At the launch of German-funded projects in Lebanon earlier this month, the director posed with a map in which Israel did not exist and the entire area from Jordan to the sea was titled “Arab Palestine.”
“You don’t need to have a PhD in geography to understand that a map of the Middle East that omits any mention of the state of Israel, is a scandal,” Prosor wrote in the letter.
“It cannot be that an international organization like UNRWA, which is supposed to remain neutral, is party to a provocation that tries to erase Israel from the map.”
Prosor demanded that the UN chief investigate and condemn the actions of the UNRWA director, adding that this is “further proof that certain UN representatives take an active side in the conflict and encourage provocations that deepen ignorance and hate.”
The map, titled “Arab Palestine” and headlined by the Palestinian flag, named sites in the West Bank and the Gaza Strip along with cities on the Israeli side of the 1949 armistice lines such as Beersheba, Acre and Tiberias.
The UNRWA project in Lebanon, worth some $4.5 million and aimed at improving the water supply network and rehabilitating shelters in the Rashidieh Camp, was sponsored by Germany.

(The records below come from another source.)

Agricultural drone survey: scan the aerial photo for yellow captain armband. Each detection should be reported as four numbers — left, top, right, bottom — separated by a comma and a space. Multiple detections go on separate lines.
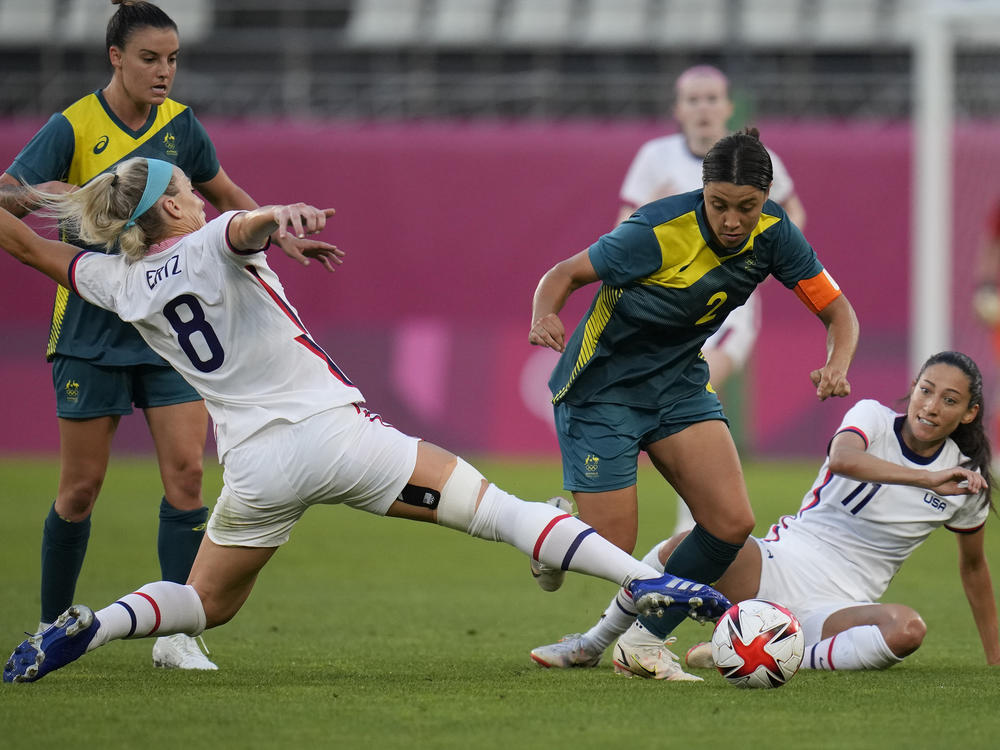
793, 269, 841, 314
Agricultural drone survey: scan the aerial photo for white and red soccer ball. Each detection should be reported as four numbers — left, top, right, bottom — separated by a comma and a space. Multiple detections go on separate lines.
710, 599, 805, 688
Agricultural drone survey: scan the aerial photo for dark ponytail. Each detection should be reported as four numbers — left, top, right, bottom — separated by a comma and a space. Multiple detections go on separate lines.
107, 1, 176, 51
702, 127, 773, 191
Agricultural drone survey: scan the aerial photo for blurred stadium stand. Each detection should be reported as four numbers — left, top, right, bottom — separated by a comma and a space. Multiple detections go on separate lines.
0, 0, 998, 119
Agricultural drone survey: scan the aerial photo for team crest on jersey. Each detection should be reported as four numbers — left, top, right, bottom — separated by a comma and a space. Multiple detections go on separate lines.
64, 379, 80, 403
744, 253, 758, 270
584, 453, 600, 478
163, 132, 177, 156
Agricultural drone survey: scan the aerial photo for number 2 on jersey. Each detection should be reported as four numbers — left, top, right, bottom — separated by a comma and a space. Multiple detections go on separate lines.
163, 294, 225, 372
695, 292, 727, 326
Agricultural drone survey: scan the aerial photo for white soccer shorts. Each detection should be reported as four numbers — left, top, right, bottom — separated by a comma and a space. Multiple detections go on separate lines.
207, 403, 419, 548
752, 535, 874, 646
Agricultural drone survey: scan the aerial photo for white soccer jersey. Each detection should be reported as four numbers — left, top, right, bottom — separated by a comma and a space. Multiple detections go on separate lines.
618, 132, 796, 210
69, 211, 364, 458
761, 399, 990, 603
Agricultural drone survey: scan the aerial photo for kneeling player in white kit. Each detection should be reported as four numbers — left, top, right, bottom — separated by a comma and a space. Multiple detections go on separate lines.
531, 351, 1000, 676
0, 157, 733, 683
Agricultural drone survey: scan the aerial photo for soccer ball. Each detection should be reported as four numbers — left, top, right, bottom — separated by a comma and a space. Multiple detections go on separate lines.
710, 599, 804, 689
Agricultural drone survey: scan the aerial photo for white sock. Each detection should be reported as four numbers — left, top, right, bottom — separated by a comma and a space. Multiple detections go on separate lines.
583, 588, 640, 652
88, 582, 207, 651
641, 540, 669, 572
582, 540, 670, 652
802, 625, 902, 670
467, 484, 659, 586
674, 497, 696, 534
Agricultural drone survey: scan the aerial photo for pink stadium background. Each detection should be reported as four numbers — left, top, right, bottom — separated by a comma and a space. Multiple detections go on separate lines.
0, 118, 997, 459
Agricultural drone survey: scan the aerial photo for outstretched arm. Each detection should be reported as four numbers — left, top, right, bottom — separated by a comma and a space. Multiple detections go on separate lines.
0, 206, 77, 288
196, 168, 343, 272
827, 430, 988, 496
226, 204, 338, 262
529, 249, 599, 353
956, 529, 1000, 665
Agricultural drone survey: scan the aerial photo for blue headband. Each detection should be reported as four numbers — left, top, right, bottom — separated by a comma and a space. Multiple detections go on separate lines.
124, 158, 175, 229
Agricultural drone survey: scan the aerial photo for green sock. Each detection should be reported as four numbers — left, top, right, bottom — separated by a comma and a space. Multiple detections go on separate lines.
157, 497, 208, 584
638, 524, 743, 639
40, 502, 91, 623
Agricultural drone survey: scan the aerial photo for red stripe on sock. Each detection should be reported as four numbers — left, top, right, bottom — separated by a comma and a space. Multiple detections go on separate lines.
532, 513, 573, 561
827, 634, 837, 670
133, 591, 162, 636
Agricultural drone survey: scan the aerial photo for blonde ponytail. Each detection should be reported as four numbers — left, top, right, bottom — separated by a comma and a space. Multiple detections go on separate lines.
27, 157, 177, 262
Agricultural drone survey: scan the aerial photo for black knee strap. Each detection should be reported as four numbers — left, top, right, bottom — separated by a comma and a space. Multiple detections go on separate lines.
397, 483, 441, 510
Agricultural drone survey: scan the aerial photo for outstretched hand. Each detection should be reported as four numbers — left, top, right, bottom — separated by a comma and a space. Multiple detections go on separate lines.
272, 234, 344, 273
270, 206, 344, 273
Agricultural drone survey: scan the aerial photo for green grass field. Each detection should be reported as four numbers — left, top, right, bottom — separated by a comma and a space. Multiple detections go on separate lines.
1, 456, 998, 749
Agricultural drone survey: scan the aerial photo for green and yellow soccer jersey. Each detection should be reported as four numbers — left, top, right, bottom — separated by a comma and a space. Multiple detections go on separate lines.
6, 90, 220, 364
549, 189, 826, 407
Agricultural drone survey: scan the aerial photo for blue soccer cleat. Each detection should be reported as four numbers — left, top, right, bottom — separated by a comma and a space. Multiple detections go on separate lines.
3, 605, 99, 683
626, 575, 731, 624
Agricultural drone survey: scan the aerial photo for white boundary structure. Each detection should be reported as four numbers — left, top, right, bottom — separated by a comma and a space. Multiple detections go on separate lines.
912, 0, 1000, 374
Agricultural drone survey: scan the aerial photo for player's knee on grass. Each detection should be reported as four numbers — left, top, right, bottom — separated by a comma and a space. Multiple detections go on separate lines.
884, 606, 927, 657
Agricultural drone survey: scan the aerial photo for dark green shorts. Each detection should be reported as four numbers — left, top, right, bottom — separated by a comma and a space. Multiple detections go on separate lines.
555, 387, 728, 493
52, 355, 201, 419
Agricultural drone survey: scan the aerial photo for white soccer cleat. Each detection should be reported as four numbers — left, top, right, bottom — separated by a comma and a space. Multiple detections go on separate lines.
529, 496, 575, 592
684, 641, 715, 670
530, 633, 602, 669
611, 623, 703, 681
152, 634, 218, 670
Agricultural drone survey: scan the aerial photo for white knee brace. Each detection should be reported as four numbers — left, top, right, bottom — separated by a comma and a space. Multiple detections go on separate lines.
436, 458, 486, 531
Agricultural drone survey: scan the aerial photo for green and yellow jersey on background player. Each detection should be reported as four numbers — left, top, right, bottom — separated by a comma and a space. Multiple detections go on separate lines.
6, 89, 220, 365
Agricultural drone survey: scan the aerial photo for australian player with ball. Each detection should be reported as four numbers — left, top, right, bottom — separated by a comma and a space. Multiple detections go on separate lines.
529, 128, 859, 680
532, 351, 1000, 681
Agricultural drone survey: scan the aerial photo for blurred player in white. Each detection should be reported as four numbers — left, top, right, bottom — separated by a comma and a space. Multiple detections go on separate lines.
0, 157, 731, 683
622, 64, 806, 535
532, 351, 999, 674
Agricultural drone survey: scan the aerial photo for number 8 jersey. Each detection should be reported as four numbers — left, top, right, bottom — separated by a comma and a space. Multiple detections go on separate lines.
68, 211, 364, 459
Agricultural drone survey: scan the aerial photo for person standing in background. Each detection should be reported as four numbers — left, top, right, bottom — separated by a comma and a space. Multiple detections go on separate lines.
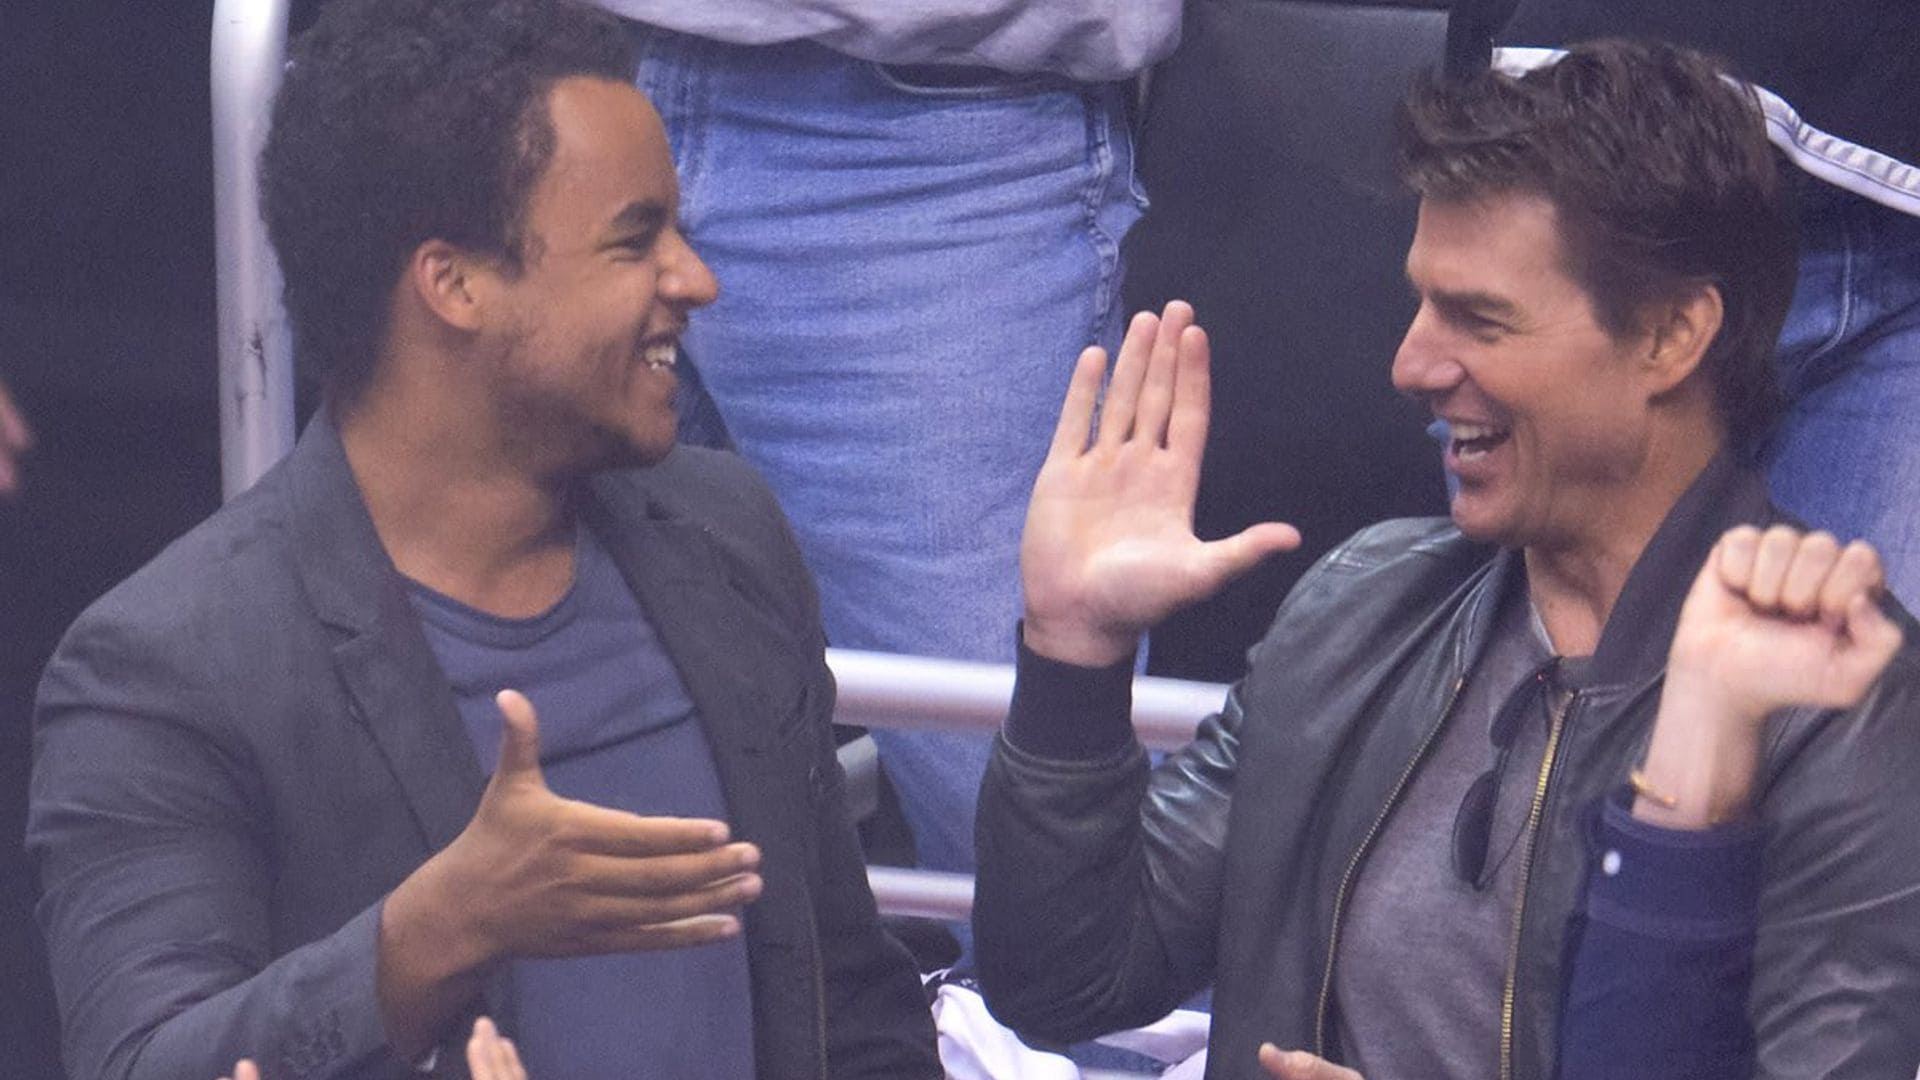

The UNRWA website stated “a number of high ranking Lebanese and Palestinian officials” were present during the ceremony.
Created in 1949 to aid Palestinian refugees, UNRWA has been slammed by Israel and the US for backing terror organizations and causing more harm than good.
In one case, former UNRWA head Peter Henson was heavily criticized for saying “there are Hamas members on the UNRWA payroll and I don’t see that as a crime.” During 2010 the Canadian government cut off funding to the organization, saying the money would be transferred to projects in a more accountable way.